Figure 2 |. Antibiotic-induced microbiome shifts lead to abundance changes and introduction of pathobionts into the preterm infant gut.

Figure 2 |

A) The left panel demonstrates density (frequency of events, Y axis) for abundance changes (X axis) of selected species associated with shift events (pink) compared to 1000 permutations of baseline non-shift events (gray). Microbiome shifts are defined as Bray-Curtis dissimilarities between consecutive samples collected from the same patient that are ≥ Bray-Curtis dissimilarities between samples from unrelated individuals collected with the same time interval (Figure S3 A and B).

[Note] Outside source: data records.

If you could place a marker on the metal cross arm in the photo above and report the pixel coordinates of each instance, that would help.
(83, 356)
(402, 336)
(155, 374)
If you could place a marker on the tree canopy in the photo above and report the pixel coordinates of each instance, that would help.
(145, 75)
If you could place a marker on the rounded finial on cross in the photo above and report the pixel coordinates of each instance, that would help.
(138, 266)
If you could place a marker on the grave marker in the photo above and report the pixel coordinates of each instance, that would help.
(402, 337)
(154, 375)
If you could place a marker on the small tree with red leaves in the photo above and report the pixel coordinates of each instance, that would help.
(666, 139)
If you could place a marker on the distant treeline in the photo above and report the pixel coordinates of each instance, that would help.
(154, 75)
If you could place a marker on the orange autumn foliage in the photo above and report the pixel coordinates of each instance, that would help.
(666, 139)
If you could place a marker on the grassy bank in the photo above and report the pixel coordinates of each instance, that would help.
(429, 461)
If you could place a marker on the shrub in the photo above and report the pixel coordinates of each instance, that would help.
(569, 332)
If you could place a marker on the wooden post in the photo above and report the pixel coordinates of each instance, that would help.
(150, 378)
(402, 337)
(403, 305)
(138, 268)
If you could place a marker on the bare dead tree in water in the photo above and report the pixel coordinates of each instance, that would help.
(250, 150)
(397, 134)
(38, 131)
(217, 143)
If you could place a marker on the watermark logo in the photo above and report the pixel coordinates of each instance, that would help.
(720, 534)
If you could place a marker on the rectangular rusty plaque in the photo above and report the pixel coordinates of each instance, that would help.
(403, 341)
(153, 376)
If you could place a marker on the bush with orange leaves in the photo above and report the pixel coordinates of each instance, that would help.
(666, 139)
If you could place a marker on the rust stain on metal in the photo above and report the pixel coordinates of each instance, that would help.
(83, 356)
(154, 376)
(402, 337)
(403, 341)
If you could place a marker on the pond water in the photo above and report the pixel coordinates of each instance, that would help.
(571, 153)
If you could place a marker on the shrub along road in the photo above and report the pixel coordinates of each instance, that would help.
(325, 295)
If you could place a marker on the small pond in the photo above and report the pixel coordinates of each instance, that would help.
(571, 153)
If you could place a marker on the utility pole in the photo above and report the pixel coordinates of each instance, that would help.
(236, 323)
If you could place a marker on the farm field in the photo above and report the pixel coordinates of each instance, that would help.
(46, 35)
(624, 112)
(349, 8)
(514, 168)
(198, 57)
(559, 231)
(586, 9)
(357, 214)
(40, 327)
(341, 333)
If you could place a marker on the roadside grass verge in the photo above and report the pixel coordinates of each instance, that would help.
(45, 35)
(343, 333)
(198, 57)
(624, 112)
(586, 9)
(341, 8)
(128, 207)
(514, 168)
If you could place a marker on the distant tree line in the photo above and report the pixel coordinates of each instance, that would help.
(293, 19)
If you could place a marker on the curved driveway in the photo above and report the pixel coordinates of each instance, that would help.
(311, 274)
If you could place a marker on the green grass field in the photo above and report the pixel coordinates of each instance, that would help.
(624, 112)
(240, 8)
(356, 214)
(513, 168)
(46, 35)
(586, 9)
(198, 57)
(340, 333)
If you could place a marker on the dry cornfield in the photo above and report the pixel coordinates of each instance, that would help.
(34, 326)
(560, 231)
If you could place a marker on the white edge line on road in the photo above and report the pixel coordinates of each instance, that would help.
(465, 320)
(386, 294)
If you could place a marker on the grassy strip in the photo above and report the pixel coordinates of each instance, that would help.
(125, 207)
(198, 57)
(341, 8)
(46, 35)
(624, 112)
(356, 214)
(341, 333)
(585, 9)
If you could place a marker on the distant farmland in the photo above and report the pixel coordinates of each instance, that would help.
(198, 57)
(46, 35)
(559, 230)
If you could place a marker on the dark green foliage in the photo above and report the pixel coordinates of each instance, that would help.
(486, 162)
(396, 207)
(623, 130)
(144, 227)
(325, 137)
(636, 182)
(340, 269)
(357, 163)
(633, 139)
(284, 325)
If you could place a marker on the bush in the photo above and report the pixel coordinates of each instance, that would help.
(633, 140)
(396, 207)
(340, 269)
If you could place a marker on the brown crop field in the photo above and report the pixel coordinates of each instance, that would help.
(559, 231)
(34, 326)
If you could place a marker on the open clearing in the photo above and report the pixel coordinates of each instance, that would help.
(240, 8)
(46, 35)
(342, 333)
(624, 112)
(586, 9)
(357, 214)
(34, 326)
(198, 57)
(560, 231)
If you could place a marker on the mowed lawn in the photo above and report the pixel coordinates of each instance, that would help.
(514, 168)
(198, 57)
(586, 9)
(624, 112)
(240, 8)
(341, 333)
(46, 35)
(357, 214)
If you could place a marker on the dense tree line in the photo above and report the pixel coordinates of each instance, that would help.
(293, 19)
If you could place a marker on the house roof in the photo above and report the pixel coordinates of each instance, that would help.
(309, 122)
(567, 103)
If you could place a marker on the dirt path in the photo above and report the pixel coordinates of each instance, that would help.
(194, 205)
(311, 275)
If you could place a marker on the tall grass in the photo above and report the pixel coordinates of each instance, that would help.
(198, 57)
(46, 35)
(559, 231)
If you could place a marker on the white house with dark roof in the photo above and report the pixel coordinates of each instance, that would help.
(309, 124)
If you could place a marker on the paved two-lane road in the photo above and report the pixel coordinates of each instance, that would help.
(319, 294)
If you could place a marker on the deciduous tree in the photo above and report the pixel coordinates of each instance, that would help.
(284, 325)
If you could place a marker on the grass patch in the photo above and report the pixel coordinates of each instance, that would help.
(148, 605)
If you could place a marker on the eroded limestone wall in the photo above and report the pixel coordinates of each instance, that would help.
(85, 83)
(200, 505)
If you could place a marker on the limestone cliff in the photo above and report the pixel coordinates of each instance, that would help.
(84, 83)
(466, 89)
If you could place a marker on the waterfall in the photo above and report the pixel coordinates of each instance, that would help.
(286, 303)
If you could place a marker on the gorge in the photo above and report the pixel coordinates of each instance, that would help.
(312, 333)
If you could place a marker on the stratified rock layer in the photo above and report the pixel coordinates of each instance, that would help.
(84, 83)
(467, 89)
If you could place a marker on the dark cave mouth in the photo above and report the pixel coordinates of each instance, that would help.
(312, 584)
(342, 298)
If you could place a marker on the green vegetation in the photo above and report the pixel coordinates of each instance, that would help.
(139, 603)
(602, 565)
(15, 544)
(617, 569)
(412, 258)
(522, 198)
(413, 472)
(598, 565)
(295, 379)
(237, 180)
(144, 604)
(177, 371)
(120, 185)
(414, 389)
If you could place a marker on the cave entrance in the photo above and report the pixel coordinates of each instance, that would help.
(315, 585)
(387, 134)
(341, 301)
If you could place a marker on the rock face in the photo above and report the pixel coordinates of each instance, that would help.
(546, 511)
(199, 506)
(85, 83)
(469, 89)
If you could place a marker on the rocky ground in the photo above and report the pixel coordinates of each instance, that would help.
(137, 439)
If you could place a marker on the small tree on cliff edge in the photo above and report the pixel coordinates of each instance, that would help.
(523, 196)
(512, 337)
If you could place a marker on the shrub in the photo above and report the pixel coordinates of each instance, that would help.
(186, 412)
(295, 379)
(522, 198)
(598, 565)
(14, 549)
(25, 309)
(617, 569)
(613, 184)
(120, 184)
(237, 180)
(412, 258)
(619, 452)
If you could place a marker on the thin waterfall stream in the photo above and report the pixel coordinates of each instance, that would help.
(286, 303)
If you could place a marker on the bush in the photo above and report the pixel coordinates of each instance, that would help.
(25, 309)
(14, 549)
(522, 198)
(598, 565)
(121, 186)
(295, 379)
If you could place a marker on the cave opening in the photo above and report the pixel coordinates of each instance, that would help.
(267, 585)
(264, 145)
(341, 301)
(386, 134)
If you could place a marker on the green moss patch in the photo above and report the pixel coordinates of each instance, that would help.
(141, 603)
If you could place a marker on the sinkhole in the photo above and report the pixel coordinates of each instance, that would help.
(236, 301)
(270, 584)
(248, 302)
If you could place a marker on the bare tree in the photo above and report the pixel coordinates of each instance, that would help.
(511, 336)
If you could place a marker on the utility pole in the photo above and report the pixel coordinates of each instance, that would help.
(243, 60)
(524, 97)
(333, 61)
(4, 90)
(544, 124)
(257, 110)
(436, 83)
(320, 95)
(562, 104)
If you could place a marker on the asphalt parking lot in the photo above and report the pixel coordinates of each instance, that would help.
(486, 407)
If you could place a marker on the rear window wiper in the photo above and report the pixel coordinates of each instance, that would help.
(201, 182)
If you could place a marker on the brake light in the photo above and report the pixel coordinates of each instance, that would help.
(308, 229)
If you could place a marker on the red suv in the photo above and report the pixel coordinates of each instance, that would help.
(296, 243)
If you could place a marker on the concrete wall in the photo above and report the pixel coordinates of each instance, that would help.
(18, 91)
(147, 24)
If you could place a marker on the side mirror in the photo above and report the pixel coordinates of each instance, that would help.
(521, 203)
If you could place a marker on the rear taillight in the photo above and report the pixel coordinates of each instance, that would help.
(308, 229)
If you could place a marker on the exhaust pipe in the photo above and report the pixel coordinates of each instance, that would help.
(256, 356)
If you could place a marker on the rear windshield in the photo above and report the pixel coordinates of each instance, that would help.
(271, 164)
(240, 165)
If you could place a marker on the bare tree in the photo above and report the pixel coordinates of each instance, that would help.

Right panel depicts number of shift-associated discrete introduction events when metagenomically absent prior (right pink vertical line) compared to permutation of expected introductions in non-shift baseline samples (gray, n = 262, permutation test, FDR-adjusted, *P=0.05, **P<0.01). Full taxa and statistics appear in data file S19. B) Persistence (relative abundance greater than 0%) of selected taxa introduced at shift events over ten post-shift days. C) Number of antibiotic resistance genes (ARGs) introduced at shift events and undiscovered in pre-shift samples compared to permuted non-shift samples (n=262, Wilcoxon test P=3.49e−07). D) Classification of ARGs introduced at shift events. N=1479 samples from 96 infants.